Now, it turns out that after an enormous (but finite) number of applications of the Cauchy-Schwarz inequality to steadily eliminate the {g,h} factors, as well as a certain “polynomial forms condition” hypothesis on {\nu}, one can show that

\displaystyle  {\bf E}_n {\bf E}_r {\bf E}_s (\nu-1)(n) g(n+r) h(n+r^2) g(n+s) h(n+s^2) = o(1).

(Because of the polynomial shifts, this requires a method known as “PET induction”, but let me skip over this point here.) In view of this estimate, we now just need to show that

\displaystyle  {\bf E}_n {\bf E}_r {\bf E}_s g(n+r) h(n+r^2) g(n+s) h(n+s^2) = o(1).

Now we can reverse the previous steps. First, we collapse back to

\displaystyle  {\bf E}_n | {\bf E}_r g(n+r) h(n+r^2) |^2 = o(1).

One can bound {|{\bf E}_r g(n+r) h(n+r^2)|} by {{\bf E}_r \nu(n+r) \nu(n+r^2)}, which can be shown to be “bounded on average” in a suitable sense (e.g. bounded {L^4} norm) via the aforementioned polynomial forms condition. Because of this and the Hölder inequality, the above estimate is equivalent to

\displaystyle  {\bf E}_n | {\bf E}_r g(n+r) h(n+r^2) | = o(1).

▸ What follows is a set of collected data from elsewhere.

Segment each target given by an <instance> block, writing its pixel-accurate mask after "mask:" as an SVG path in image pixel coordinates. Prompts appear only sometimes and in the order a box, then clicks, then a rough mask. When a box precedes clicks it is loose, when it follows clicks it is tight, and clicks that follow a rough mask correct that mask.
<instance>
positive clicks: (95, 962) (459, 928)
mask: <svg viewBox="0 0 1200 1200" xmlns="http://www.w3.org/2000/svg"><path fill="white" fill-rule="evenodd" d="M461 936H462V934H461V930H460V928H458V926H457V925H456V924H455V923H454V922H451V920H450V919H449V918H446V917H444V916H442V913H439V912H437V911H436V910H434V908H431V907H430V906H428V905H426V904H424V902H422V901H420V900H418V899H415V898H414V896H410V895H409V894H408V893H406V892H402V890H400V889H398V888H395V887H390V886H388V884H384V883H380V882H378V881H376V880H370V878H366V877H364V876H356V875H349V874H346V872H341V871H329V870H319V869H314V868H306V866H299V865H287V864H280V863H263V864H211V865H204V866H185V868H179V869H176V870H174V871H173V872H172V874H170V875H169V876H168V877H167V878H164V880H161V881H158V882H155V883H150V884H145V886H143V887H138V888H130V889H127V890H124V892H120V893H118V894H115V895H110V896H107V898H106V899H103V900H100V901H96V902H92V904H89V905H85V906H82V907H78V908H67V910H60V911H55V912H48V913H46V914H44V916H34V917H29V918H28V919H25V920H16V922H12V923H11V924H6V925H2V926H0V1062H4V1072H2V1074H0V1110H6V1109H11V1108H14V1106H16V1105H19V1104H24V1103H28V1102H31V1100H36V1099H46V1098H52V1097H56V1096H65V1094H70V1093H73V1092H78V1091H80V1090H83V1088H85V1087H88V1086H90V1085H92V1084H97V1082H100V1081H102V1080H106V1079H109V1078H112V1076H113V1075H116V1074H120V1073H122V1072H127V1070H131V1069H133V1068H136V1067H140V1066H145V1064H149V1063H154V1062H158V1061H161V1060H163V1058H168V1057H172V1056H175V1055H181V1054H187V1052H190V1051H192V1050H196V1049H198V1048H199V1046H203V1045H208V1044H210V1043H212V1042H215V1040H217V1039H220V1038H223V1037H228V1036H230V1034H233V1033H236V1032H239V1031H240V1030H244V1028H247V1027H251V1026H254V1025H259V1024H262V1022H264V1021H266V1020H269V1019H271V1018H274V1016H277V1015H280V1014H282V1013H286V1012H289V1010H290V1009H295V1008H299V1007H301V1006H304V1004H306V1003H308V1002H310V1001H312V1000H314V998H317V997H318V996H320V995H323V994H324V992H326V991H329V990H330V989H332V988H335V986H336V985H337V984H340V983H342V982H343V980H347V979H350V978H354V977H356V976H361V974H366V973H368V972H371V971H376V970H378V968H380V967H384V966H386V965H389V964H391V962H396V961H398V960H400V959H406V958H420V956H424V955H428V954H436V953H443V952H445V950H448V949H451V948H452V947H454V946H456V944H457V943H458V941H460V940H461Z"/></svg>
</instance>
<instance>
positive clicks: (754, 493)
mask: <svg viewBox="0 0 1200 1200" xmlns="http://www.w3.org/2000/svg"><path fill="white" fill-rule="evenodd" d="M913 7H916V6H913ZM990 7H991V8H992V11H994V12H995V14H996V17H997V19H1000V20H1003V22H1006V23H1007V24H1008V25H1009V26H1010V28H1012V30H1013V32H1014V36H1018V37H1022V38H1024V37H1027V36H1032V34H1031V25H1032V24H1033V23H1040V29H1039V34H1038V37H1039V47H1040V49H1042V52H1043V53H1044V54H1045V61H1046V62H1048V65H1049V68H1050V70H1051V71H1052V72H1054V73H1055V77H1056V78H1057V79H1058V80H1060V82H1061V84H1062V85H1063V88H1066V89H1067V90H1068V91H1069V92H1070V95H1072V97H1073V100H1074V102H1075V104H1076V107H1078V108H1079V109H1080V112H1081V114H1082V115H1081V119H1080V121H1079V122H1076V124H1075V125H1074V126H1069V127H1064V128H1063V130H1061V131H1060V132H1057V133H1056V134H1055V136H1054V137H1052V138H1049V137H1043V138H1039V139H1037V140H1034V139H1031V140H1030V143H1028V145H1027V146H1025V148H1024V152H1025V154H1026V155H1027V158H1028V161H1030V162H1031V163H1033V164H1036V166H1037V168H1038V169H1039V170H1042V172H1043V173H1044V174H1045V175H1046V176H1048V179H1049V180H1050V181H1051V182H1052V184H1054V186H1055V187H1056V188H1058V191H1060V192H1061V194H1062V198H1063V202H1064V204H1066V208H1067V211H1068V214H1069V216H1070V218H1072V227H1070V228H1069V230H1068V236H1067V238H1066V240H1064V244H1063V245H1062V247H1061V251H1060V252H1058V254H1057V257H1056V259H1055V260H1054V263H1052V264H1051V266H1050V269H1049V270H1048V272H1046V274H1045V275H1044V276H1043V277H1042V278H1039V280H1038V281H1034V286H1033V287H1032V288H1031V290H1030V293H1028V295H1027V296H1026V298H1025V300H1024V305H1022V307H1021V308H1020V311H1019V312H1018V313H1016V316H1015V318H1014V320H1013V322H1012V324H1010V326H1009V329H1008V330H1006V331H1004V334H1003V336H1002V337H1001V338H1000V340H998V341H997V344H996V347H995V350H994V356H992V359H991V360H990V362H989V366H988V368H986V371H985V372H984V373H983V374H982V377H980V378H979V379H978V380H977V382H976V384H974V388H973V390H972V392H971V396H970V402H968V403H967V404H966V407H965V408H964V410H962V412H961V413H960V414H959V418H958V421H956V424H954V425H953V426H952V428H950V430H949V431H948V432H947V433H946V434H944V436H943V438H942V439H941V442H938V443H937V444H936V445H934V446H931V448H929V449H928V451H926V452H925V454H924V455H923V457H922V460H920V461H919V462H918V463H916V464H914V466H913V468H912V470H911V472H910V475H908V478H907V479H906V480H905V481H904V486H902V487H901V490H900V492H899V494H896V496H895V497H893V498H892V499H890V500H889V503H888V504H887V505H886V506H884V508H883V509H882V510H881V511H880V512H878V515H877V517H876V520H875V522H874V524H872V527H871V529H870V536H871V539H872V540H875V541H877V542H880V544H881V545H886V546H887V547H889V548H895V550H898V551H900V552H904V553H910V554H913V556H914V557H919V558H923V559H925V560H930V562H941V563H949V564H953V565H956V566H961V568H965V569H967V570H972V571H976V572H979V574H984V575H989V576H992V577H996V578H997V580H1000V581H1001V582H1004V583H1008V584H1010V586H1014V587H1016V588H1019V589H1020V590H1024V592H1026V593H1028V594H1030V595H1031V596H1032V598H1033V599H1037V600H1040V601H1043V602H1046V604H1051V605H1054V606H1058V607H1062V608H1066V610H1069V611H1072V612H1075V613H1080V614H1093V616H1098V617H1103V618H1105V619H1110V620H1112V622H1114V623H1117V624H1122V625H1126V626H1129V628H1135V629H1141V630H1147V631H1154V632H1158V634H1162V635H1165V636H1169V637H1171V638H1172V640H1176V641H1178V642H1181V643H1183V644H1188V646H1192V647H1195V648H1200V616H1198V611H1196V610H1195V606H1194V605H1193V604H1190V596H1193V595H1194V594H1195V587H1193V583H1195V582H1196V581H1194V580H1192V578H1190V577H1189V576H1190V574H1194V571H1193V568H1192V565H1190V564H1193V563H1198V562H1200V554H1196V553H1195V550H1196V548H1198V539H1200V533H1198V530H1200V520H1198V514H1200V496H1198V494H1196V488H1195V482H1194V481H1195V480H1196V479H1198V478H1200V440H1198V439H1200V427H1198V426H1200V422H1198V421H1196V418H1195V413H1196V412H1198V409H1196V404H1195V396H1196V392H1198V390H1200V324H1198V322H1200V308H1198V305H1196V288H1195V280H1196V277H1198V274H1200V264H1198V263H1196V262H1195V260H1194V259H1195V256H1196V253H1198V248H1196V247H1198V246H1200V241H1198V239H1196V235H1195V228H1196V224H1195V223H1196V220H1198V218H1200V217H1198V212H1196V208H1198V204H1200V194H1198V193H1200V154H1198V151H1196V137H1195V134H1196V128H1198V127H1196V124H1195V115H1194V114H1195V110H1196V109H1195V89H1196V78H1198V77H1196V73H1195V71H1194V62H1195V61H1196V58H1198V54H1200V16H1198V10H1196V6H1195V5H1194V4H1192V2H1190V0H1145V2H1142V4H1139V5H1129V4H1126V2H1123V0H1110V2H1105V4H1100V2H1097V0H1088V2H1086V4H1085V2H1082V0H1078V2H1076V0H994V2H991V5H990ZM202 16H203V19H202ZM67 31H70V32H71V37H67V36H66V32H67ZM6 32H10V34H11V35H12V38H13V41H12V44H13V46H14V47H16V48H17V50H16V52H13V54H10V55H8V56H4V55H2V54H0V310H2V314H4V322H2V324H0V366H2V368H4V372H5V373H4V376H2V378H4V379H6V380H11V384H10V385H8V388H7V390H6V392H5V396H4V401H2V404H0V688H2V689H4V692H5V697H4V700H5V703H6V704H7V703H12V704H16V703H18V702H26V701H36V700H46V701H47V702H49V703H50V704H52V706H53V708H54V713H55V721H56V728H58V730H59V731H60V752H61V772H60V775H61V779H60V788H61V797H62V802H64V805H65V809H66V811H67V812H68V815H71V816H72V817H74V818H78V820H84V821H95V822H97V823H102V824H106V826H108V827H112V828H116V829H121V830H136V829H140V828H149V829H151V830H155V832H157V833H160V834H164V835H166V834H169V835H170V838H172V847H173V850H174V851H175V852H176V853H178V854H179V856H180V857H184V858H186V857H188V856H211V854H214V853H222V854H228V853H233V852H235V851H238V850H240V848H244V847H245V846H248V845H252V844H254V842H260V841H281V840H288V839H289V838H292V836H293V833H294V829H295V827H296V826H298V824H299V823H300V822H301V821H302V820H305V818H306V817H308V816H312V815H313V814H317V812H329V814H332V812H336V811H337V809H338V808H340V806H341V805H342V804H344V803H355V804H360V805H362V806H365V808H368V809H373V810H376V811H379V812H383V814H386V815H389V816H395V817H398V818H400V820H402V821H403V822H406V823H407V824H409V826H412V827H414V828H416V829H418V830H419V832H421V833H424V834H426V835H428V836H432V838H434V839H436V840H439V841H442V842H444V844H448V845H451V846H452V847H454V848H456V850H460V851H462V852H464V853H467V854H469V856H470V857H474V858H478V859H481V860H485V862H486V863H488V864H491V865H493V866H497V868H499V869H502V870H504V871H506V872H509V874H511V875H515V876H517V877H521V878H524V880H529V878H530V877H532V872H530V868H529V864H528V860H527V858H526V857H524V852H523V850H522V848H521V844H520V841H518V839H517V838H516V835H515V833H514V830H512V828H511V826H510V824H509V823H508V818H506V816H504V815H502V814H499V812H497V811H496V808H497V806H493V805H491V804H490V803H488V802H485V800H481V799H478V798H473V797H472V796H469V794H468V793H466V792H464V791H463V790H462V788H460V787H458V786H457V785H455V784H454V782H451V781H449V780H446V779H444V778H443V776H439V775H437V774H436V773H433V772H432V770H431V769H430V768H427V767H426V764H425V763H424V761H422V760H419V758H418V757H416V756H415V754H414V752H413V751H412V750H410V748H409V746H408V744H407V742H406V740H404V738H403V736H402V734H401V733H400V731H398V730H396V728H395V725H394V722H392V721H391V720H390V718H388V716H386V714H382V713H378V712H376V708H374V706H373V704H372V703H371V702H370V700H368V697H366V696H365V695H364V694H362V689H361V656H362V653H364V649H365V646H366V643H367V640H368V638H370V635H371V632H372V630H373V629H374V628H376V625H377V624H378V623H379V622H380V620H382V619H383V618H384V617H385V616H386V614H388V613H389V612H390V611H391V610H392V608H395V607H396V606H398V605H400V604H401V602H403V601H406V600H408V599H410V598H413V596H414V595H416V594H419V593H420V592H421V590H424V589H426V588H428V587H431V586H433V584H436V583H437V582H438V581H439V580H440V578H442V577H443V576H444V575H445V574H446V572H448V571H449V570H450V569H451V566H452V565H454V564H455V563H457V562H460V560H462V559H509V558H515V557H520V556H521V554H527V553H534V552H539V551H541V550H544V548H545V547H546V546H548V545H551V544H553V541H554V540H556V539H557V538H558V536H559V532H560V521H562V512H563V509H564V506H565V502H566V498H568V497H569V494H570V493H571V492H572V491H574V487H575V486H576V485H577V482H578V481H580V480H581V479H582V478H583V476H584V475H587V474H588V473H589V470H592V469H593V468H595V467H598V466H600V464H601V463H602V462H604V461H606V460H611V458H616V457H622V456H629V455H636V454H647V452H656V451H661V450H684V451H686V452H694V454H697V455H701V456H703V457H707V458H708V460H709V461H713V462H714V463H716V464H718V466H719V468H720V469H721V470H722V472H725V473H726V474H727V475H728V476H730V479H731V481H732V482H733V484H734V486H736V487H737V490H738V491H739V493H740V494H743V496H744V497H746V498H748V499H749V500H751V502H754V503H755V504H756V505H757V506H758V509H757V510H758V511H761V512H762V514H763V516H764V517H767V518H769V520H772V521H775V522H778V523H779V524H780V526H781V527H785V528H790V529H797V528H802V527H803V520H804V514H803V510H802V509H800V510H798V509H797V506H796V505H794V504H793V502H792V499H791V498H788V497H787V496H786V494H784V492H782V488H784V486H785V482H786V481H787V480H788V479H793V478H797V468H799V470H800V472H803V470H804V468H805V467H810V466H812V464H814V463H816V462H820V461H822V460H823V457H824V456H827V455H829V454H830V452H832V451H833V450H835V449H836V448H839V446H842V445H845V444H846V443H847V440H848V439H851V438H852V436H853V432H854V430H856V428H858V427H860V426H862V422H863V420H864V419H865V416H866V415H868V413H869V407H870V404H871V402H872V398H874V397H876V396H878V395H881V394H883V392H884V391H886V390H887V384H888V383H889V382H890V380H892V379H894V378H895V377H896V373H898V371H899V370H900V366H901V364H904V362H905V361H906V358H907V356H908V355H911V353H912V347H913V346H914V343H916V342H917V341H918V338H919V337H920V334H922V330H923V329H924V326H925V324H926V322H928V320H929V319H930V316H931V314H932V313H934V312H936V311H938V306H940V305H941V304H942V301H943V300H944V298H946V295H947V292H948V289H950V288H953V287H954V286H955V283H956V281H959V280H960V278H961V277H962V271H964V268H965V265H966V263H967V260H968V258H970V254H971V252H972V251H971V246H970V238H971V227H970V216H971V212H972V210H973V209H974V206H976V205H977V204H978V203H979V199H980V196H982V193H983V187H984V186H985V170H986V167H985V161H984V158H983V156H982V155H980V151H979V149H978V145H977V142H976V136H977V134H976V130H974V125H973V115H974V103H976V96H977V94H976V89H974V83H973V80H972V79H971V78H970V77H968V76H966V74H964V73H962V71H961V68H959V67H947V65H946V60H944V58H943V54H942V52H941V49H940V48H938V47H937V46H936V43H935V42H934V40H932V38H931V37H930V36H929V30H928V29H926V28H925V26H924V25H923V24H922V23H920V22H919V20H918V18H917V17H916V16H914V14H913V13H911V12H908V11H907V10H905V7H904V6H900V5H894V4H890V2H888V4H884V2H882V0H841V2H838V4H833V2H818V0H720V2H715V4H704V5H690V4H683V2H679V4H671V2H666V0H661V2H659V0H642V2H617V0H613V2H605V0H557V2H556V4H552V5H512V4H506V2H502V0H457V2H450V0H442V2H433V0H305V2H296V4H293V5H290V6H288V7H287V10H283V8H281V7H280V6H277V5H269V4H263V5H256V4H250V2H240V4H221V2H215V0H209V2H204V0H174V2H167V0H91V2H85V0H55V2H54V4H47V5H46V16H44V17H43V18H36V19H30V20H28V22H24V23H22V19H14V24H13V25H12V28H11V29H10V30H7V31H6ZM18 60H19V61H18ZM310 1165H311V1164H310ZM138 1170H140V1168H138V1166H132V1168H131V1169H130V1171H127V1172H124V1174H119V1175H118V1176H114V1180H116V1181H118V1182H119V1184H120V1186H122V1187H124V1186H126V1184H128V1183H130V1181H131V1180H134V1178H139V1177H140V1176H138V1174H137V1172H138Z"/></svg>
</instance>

By setting {F} to be the signum of {{\bf E}_r g(n+r) h(n+r^2)}, this is equivalent to

\displaystyle  {\bf E}_n {\bf E}_r F(n) g(n+r) h(n+r^2) = o(1).

This is halfway between (1) and (2); the sparsely supported function {f} has been replaced by its “densification” {F}, but we have not yet densified {h} to {H}. However, one can shift {n} by {r^2} and repeat the above arguments to achieve a similar densificiation of {h}, at which point one has reduced (1) to (2).